Louis Delas nous avait posé la chose en des termes simples : le numérique, dans la bande dessinée, c'est un sujet "touchy", alors faut le prendre avec des pincettes. Si dans le domaine, chaque éditeur a mis en place - ou prépare - sa stratégie propre, reste une réalité à proprement parler difficile à éviter : « Le numérique, pour l’instant, coûte de l’argent, ça n’en rapporte pas», nous expliquait le président du groupe BD au SNE.

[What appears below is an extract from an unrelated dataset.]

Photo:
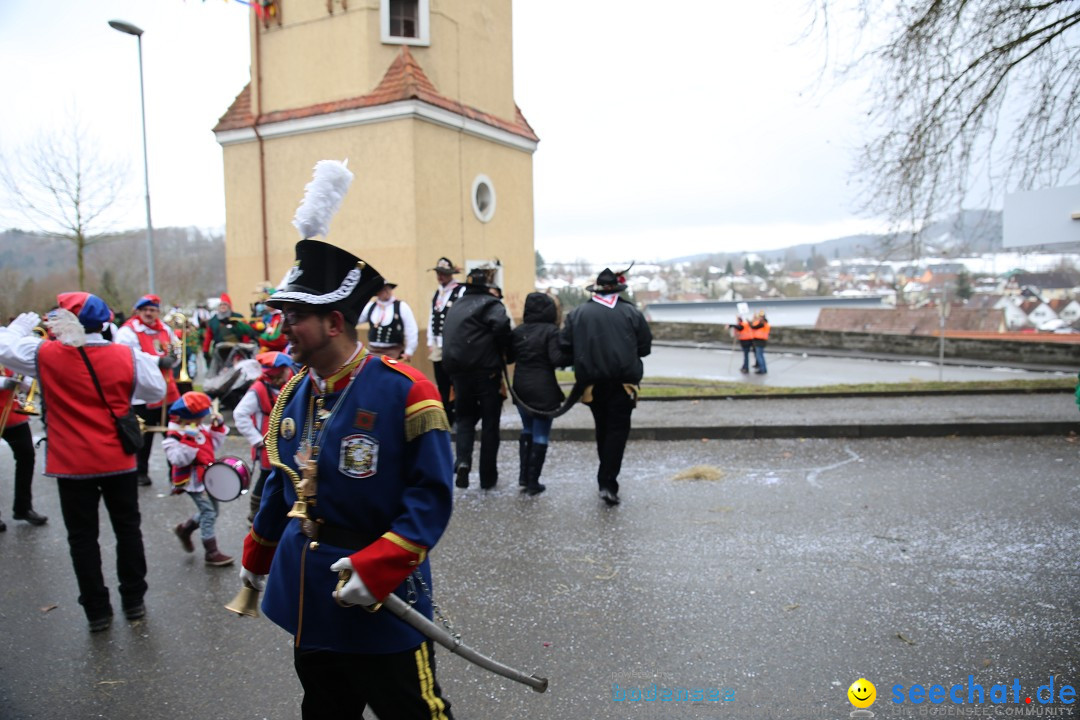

Gaston reviens, ça va plus !
Mais chez d'autres maisons, on se montre encore plus radical. « On nous met dans une position de voleurs : d'un côté, on tenterait de pressuriser les auteurs pour faire diminuer leurs revenus, de l'autre, les consommateurs veulent payer moins cher parce que l'on parle de numérique... C'est intenable comme position. »
Pointée du doigt par notre interlocuteur, une étude publiée par le MOTif, portant sur le coût de fabrication et la rentabilité du livre numérique. Un apport intéressant à cette question, mais qui laisse le milieu BD dubitatif. « C'est exactement avec ce genre de chose que l'on fausse les enjeux qui se posent à nous », nous précisait-on la semaine passée. « Ce ne sont pas les résultats qui effraient, c'est surtout de savoir qui va s'en emparer et pour brandir quelles conclusions ? »
La conclusion de l'étude était claire, concernant le domaine des livres
«
On peut faire des livres numériques en espérant des gains rapides notamment sur les nouveautés, c’est le message qui ressort de l’ensemble de l’étude. À condition, selon certains, de proposer des prix dits attractifs — des éditeurs l’ont déjà compris, notamment dans le domaine de la bande dessinée — et aussi de proposer des ebooks faciles d’utilisation, convenablement édités et interopérables. Le marché est en accélération rapide avec des supports de lecture de plus en plus nombreux et l’intérêt des lecteurs pour des nouveaux usages de lectures se manifeste. »
Mais quid du secteur BD ?
Des coûts importants, très importants
Eh bien les investissements sont multiples, lourds et pour un marché inexistant, tout simplement. « Oui, Louis Delas a raison : ça nous coûte cher d'investir dans tout cela, et ça ne nous rapporte pas un rond pour le moment. S'il fallait faire payer l'investissement, les titres numériques seraient vendus aussi cher, sinon plus cher que leur pendant papier, c'est certain. »
Et comme il n'y a en effet pas de marché, « nous sommes presque dans la vente à perte, faut pas avoir peur de se l'avouer, surtout si l'on met dans la balance les coûts de production et le nombre de titres vendus, ça ne fait pas un pli ». Pourtant, il faut bien s'y plier à ce marché, l'intégrer maintenant, pour ne pas être en retard plus tard. « Je suis excessif, mais parfois, c'est l'impression d'un 'Marche ou crève', alors qu'on aurait peut-être d'autres enjeux, d'autres questions et d'autres créations à réaliser. »
Et de conclure : « Dans quel secteur s'acharne-t-on à réaliser des produits qui coûtent peut-être dix ou vingt fois ce qu'ils sont vendus ? »
Un pendant du numérique qu'il n'est pas forcément mauvais de rappeler.